Разговор был длинным и неприятным до чертиков, но мы терпели: чего уж хорохориться!
— Вот и возьми их за рупь за двадцать! — сказал Громов и сразу же обратился к вышедшему Замятину: — Павел Петрович, забери с собой эту шайку-лейку и посади под арест в моей каюте, да на ключ запри, а не то еще чего-нибудь придумают.
— Ладно, — сказал Замятин, не удивившись, — айда, — и быстро, не оглядываясь, пошел к берегу.
Мы мрачно потопали за ним.
…За нами повернулся ключ в двери громовской каюты.
— Тот не солдат, кто хоть раз на «губе» не посидел! — сказал Арся.
Боря как ни в чем не бывало завалился на капитанскую койку и почти сразу же заснул. Арся посвистал, оглядываясь, потом улегся рядом с Борькой. Я сидел на табуретке, прислонясь к стене, и тоже незаметно для себя задремал.

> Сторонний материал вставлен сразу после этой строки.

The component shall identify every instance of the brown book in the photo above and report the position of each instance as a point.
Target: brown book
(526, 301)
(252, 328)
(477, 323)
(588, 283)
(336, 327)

Проснулся я оттого, что «Зубатку» что-то толкнуло, и сразу за этим послышались грузные шаги за тонкой стенкой каюты, заскрипел ключ в двери и вошел Громов.
— Смотри-ка, дрыхнут, — изумился Громов, посмотрев на Борю и Арсю, я их под арест, а они дрыхнут?! Подъем!
Ребята вскочили и ошалело захлопали глазами.
Громов присел на койку и, уперев ладони в колени, сказал:
— По делу, так вас всех троих с «Зубаткой» в Архангельск отослать надо. И Соколова первого! Однако комиссару спасибо скажите: уговорила. Да и сам я подумал, что тут каждые руки на счету будут. Но все одно, даром вам эти штучки не пройдут. Вернетесь домой, там вам ишшо пропишут кузькину мать… Скажи пожалуйста, еще лыбятся?! А вот вы мне теперь, может, посоветуете, что с этим Ма-малыгиным делать? Отправлять надо!